The term “Naive” in Naive Bayes comes from the fact that the algorithm considers the features that it is using to make the predictions to be independent of each other. This may not always be the case.

Political Speech Example

In this example, assume we have the text of speeches given by “Jill Stein” of the Green Party and “Gary Johnson” of the Libertarian Party.

P(J) = 0.5 - probability that Jill gives a speech
P(G) = 0.5 - probability that Gary gives a speech
P(F|J) = 0.1 - probability that Jill says “freedom”
P(I|J) = 0.1 - probability that Jill says “immigration”
P(E|J) = 0.8 - probability that Jill says “environment”
P(F|G) = 0.7 - probability that Gary says “freedom”
P(I|G) = 0.2 - probability that Gary says “immigration”
P(E|G) = 0.1 - probability that Gary says “environment”

The ultimate goal is to compute the following posteriors:

P(J|F,I) - given the words “freedom” and “immigration” were said, what’s the probability they were said by Jill?

$P (J | F, I) = \frac{P (J) \times P (F | J) \times P (I | J)}{P (F, I)}$

P(G|F,I) - given the words “freedom” and “immigration” were said, what’s the probability they were said by Gary?

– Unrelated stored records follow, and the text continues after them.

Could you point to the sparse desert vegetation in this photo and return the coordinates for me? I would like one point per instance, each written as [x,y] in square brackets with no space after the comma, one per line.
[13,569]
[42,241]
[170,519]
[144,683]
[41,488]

$P (G | F, I) = \frac{P (G) \times P (F | G) \times P (I | G)}{P (F, I)}$

First, find P(F,I), which is the probabiliy that the words “freedom” and “immigration” were said in a speech.

p_j = 0.5     # P(J)
p_f_j = 0.1   # P(F/J)
p_i_j = 0.1   # P(I/J)

p_j_text = p_j * p_f_j * p_i_j

p_g = 0.5     # P(G)
p_f_g = 0.7   # P(F/G)
p_i_g = 0.2   # P(I/G)

p_g_text = p_g * p_f_g * p_i_g

p_fi = p_j_text + p_g_text
print('P(F,I) = {:2.2f}%'.format(p_fi*100))

P(F,I) = 7.50%

Now, P(J|F,I) and P(G|F,I)

p_j_fi = (p_j * p_f_j * p_i_j) / p_fi
print('P(J|F,I) = {:2.2f}%'.format(p_j_fi*100))

P(J|F,I) = 6.67%

p_g_fi = (p_g * p_f_g * p_i_g) / p_fi
print('P(G|F,I) = {:2.2f}%'.format(p_g_fi*100))

P(G|F,I) = 93.33%

This content is taken from notes I took while pursuing the Intro to Machine Learning with Pytorch nanodegree certification.